Health Savings Account Practices That You Should Know — Healthshare

Health Savings Account Practices That You Should Know

HSA practicesAccording to America’s Health Insurance Plans (AHIP), the number of people participating in high-deductible health plans (HDHPs) has been skyrocketing. Approximately 13.5 million people are enrolled in a high-deductible plan in 2012. That’s an 18 percent increase from the number of policyholders in 2011. Based on a recent survey by Towers Watson, about 70 percent of large-company employers said they would offer HDHPs in 2013.

It’s no wonder that companies offer high-deductible policies paired with a Health Savings Account (HSA). With the increasing cost of health care, employers are trying their best to decrease health care expenses. You see, with a high-deductible plan, premiums are often lower than health insurance plans that cover more low-cost health care. Well, that explains what employers like about these policies, but what about employees?

Since employers pass the cost of premiums back to employees, either directly or by not increasing wages to keep up with inflation, employees may benefit, too. There are a few things you should think about when you are looking into starting a Health Savings Account, though.

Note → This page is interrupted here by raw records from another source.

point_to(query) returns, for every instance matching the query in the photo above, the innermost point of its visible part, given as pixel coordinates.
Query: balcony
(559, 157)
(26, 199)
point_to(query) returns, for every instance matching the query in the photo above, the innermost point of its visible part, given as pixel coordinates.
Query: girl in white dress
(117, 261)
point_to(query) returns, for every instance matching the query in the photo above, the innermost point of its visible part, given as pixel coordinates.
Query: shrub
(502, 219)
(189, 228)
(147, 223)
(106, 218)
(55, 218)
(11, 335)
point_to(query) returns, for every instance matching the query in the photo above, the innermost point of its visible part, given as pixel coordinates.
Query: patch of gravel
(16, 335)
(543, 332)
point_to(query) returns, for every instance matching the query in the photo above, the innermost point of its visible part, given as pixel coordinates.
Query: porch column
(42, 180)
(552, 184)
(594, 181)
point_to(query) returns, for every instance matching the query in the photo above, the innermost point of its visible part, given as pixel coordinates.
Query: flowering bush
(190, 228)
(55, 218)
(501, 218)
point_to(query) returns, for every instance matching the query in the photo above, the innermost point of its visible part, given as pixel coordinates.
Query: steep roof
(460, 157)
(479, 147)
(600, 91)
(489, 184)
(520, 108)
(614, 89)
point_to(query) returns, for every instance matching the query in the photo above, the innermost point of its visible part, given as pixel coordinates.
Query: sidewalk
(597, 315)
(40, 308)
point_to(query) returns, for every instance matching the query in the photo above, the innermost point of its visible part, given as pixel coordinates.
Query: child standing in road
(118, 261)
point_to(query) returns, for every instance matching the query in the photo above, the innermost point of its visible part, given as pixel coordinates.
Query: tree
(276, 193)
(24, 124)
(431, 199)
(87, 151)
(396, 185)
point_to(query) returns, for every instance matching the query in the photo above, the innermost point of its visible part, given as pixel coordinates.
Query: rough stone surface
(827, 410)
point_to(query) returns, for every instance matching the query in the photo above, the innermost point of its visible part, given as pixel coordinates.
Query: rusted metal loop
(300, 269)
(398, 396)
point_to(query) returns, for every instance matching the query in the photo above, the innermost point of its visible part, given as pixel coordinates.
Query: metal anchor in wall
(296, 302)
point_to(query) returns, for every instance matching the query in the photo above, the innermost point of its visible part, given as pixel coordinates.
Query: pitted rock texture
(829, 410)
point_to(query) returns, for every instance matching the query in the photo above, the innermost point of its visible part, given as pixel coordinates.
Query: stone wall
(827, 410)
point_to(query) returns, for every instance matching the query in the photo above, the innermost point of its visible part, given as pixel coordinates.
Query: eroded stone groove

First, you need to make sure that an HSA will fit your situation. High-deductible plans are best suited for people whose health is pretty good. If you frequently need to visit the doctor for a chronic health problem, getting a high-deductible plan means you’ll be paying for those appointments.  This is because you need to meet the annual deductible before your insurance covers those bills. Add up the cost and see whether it’s going to manageable. The low premiums may not be enough to compensate you.

If having an HSA works for you, it can double as a retirement fund.  Whatever you don’t need for health care, you can let grow with tax-deductible deposits and tax-free earnings.  An HSA does not have the “use it or lose it” feature you’ll find in flexible savings accounts. HSA balances roll over every year.  Once you do retire and enroll in Medicare, you can keep on using your HSA money for health care, even Medicare or long-term care premiums, or you can leave your HSA funds in an investment.  Depending on where you set up your HSA, you may be able to invest in bonds.